Pertengahan tahun 2008, Indonesia kembali mengalami krisis ekonomi
yang berawal dari permasalahan kegagalan pembayaran kredit perumahan
(subprime mortgage default) di Amerika Serikat (AS), krisis kemudian
menggelembung merusak sistem perbankan bukan hanya di AS namun meluas
hingga ke Eropa lalu ke Asia. Secara beruntun menyebabkan effect domino
terhadap solvabilitas dan likuiditas lembaga-lembaga keuangan di negara negara
tersebut, yang antara lain menyebabkan kebangkrutan ratusan bank, perusahaan
sekuritas, reksadana, dana pensiun dan asuransi. Krisis kemudian merambat ke
belahan Asia terutama negara-negara Asia seperti Jepang, Korea, China,
Singapura, Hongkong, Malaysia, Thailand termasuk Indonesia yang kebetulan
sudah lama memiliki surat-surat beharga perusahaan-perusahaan tersebut.
Adapun krisis tersebut membuat kehancuran pada sektor perusahaan
perbankan di Indonesia, baik bank milik pemerintah maupun bank milik swasta
nasional. Pada saat krisis terjadi banyak sekali bank yang tidak mampu bertahan
akibat mengalami negative spread yang parah hingga meminuskan modal bank.

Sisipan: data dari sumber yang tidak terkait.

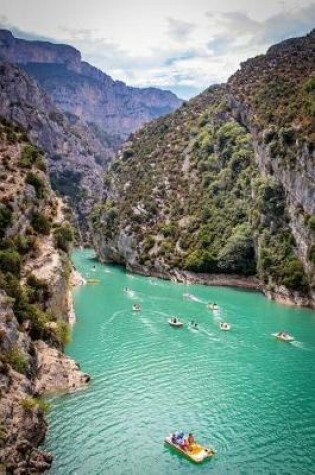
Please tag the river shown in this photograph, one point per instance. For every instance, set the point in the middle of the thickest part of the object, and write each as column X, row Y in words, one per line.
column 242, row 392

Melihat keadaan krisis ekonomi yang terjadi saat itu, kepercayaan masyarakat
terhadap bank mengalami penurunan. Ini ditandai dengan penarikan dana
masyarakat secara besar – besaran (bank rush). Implikasi yang muncul adalah
menurunnya minat calon investor terhadap saham perbankan.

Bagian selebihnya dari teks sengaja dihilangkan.